В финале к двум первым реминисцентным линиям присоединится третья – гоголевская. Все три соединяются в завершающем контрапункте, когда звучит ёрнический выверт в духе современного публичного политика, а в подтексте – гоголевского Поприщина:
«Может быть, все это – лжебытие, дурной сон, и я сейчас проснусь где-нибудь – на травке под Прагой. Хорошо, по крайней мере, что затравили так скоро.
Я опять отвел занавеску. Стоят и смотрят. Их сотни, тысячи, миллионы. Но полное молчание, только слышно, как дышат. Отворить окно, пожалуй, и произнести небольшую речь» [Н., T.3, c.527].
Ключевое слово «молчание», как и дата – 1 апреля, обнажают ориентацию на Гоголя. Не столь явны реминисцентные истоки самой мизансцены. Разоблаченный преступник, а под ним внизу – затаившаяся в ожидании толпа. Если присмотреться, станет ясно: это обернувшийся реальным лжебытием пророческий сон двух литературных злодеев – Самозванца и Раскольникова.
«Он бросился бежать, но вся прихожая уже полна людей, двери на лестнице отворены настежь, и на площадке, на лестнице и туда вниз – всё люди, голова с головой, все смотрят, – но все притаились и ждут, молчат… Сердце его стеснилось, ноги не движутся, приросли…» [Д., T.6, c.213], —
так повторится у Достоевского, в преображенном виде, пророческий сон пушкинского Самозванца.
Мне снилося, что лестница крутаяМеня вела на башню; с высотыМне виделась Москва, что муравейник;Внизу народ на площади кипелИ на меня указывал со смехом,И стыдно мне и страшно становилось —И, падая стремглав, я пробуждался
[П., T.5, c.201],– с этими словами появлялся в трагедии Пушкина Григорий Отрепьев.
Так линии Пушкина, Гоголя и Достоевского, сложно и прихотливо сплетаясь, организуют внутреннюю композицию «Отчаяния».
Реминисцентные сигналы, тем более подаваемые столь настойчиво и последовательно, случайными быть не могут.
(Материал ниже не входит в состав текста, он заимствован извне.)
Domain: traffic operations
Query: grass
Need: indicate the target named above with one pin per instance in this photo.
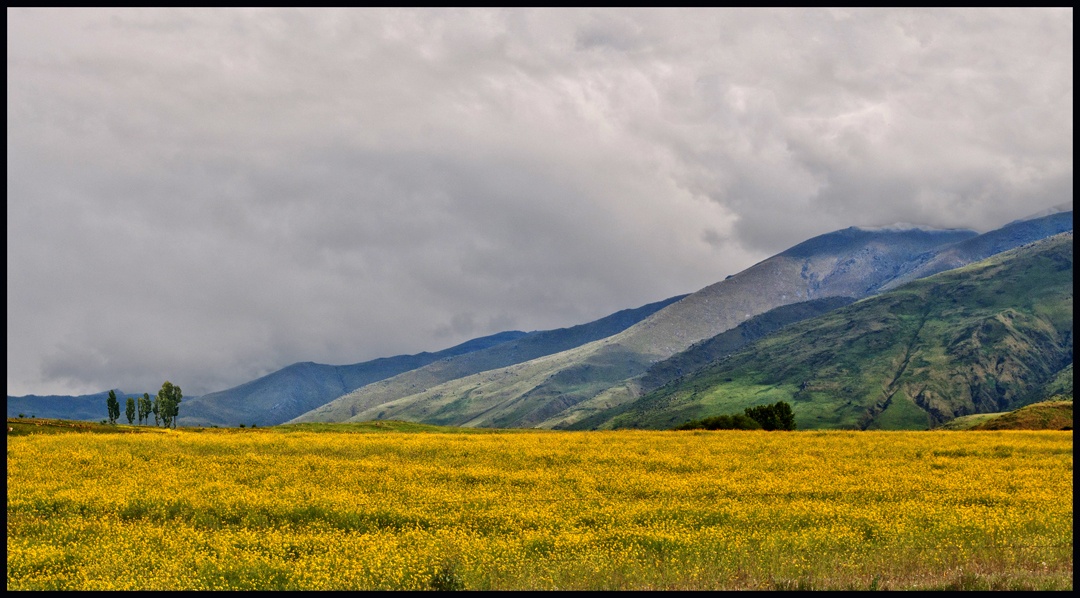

В чем их смысл?
Ключевое значение для понимания набоковской повести имеет скрытая в подтексте цитата из «Моцарта и Сальери»: «Гений и злодейство – две вещи несовместные» [П., T.5, c.314]. Эта этическая аксиома, прозвучавшая сперва как предостережение, но вовремя Сальери не услышанная[289], в финале, когда злодеяние уже совершилось, настигает его. Теперь пушкинский Сальери обречен на вечную муку сомнения в своей гениальности:
«…Но ужель он прав,И я не гений?»
[П., T.5, c.315]Этическая аксиома Пушкина – точка соединения темы преступления и творчества в повести «Отчаяние». Набоковский герой не гений отнюдь не потому, что допустил промах и оставил на месте преступления улику, а потому, что он убийца. Завершающим аккордом звучит трагикомическая парафраза на тему Сальери:
«Я стоял над прахом дивного своего произведения, и мерзкий голос вопил в ухо, что меня не признавшая чернь может быть и права… Да, я усомнился во всем, усомнился в главном, – и понял, что весь небольшой остаток жизни будет посвящен одной лишь бесплодной борьбе с этим сомнением…» [Н., T.3, c.522].
Вообще приходится лишь удивляться тому, как могли критики, и среди них один из самых тонких и чутких – В. Ходасевич, не почувствовать набоковского сарказма и всерьез анализировать трагедию Германа-художника[290].